Anni ’70 e rischio stagflazione: oggi come allora?

Rischio stagflazione? Non negli anni ‘20 di questo millennio secondo gli esperti di Pictet Asset Management, che hanno comparato l’attuale contesto economico e di mercato con la crisi sorta negli anni dei pantaloni a zampa di elefante

Misure espansive, iniezione di liquidità ed incentivi al credito sono solo alcune delle politiche ultra accomodanti poste in essere da governi e banche centrali per riattivare il tessuto di base. Il tutto, con un rischio di fondo: il ritorno dell’inflazione accompagnata da una fase di stagnazione economica. In una parola, stagflazione.

Crisi e stagflazione: back to 1970

Secondo Patrick Zweifel, Chief economist di Pictet AM, una stagflazione in stile anni ’70 sarebbe oggi da escludere. Le ragioni sono da ricercarsi nell’economia reale. Cinquanta anni fa, un doppio shock sul mercato del petrolio (la guerra dello Yom-Kippur nel 1973 e la Rivoluzione Iraniana nel 1979) innescò un brusco rialzo del prezzo dei beni primari e di consumo (alimentari anzitutto). Con una economia che all’epoca era molto più orientata verso il settore manifatturiero e industriale, “l’elevato livello di dipendenza dal petrolio dei Paesi sviluppati, faceva sì che quei picchi dei prezzi si riflettevano rapidamente nell’economia”. Il progressivo peggioramento del tasso di occupazione ed il rallentamento dell’economia hanno quindi posto le basi per la tempesta perfetta.

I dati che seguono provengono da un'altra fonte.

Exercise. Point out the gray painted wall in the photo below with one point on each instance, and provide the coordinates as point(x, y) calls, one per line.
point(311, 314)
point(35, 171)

Oggi non è allora: le incognite future

Nell’attuale contesto, le cose sono differenti. Anzitutto, per una dipendenza dell’economia mondiale dal petrolio in netta contrazione rispetto al passato; in secondo luogo, per la percezione da parte degli investitori degli stimoli monetari forniti, la cui effettiva efficacia nel tessuto economico si vedrà solo a tendere, inibiti oggi dal timore di una seconda ondata. Il nodo ruota quindi attorno alle aspettative sul futuro, nozione base dei libri di teoria: “Un’inflazione attesa più elevata induce a un aumento della spesa, che aumenta il ritmo di circolazione del denaro, che a sua volta esercita pressioni al rialzo sui prezzi e alimenta ulteriormente l’inflazione. Ma con tassi d’interesse a zero, che rappresentano ciò che è noto come la trappola della liquidità, diventa difficile l’avvio di questo ciclo. Questo perché non vi sono costi nel trattenere il denaro e quindi non c’è una forte spinta a iniziare a metterlo in circolo – per cui la velocità di circolazione della moneta rimane bassa”.

I 3 possibili shock all’orizzonte

Quali possibili In primo luogo, i lavoratori potrebbero chiedere aumenti salariali in vista dell’aumento dell’inflazione, minacciando di alimentare una spirale negativa. In seconda analisi, l’adeguazione a nuovi parametri di sicurezza potrebbe aumentare il costo medio scaricato sul cliente finale. Infine, la de-globalizzazione.